Bowl found at CT yard sale valued at up to $500,000

Lawrence Kim
Марта 4, 2021

The rare porcelain bowl - one of only seven in existence - slipped the notice of a number of people when it was up for sale past year, but one (unidentified) antiques enthusiast near New Haven snapped it up, without haggling over the price, and sent photos to an expert to be evaluated. Yet to the everyday punter, it resembled nothing more than your run-of-the-mill cut of white porcelain adorned with cobalt blue floral paintings. "The style of painting, the shape of the bowl, even just the color of the blue is quite characteristic of that early, early 15th century period of porcelain".

The bowl is set to be auctioned in NY on 17 March by Sotheby's auction house, which describes the find in its listing as "exceptional and rare".

Soon, Angela McAteer and Hang Yin, the auction house's experts on Chinese ceramics and art, responded saying that they realized right away that there was something remarkable about this item.

Even though there were no scientific tests done, but the trained eyes and hands of specialists could identify the specialty of the bowl. The bowl was very smooth to the touch, its glaze was silky and the color and designs are distinctive of the period.

They confirmed it was from the 1400s when they were able to look at it in person.

The bowl came from the court of the Yongle Emperor, who ruled from 1403 to 1424 - a period of celebrated porcelain production.

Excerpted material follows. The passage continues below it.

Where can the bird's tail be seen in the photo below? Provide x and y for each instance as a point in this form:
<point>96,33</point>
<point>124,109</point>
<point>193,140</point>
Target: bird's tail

But McAteer says experts are unlikely to ever know exactly how the bowl made its way from China to the junk sale. The interior is decorated with a central medallion enclosing a formalized quatrefoil motif encircled by a narrow band of alternating stylized florets formed of dots and leaves, and further wreathed by elaborate interlocking strapwork forming heart-shaped petals enclosing trefoils, the cavetto with eight dianthus blossoms borne on undulating leafy foliate scrolls, all below a row of pendent trefoils and a band of zigzag lines and clusters of circles around the rim. There are also intricate patterns at the top of both the outside and inside.

Most of the six-inch bowl's siblings are in museums. No others are in the United States.

Five of the bowls are in museums: two in Taiwan, two in London and one in Tehran. McAteer said it's possible it was passed down through generations of the same family who did not know how unique it was.

McAteer told the AP that she is always stunned that finds like the man's can still happen and that, for her, the excitement of discovered treasures never wanes.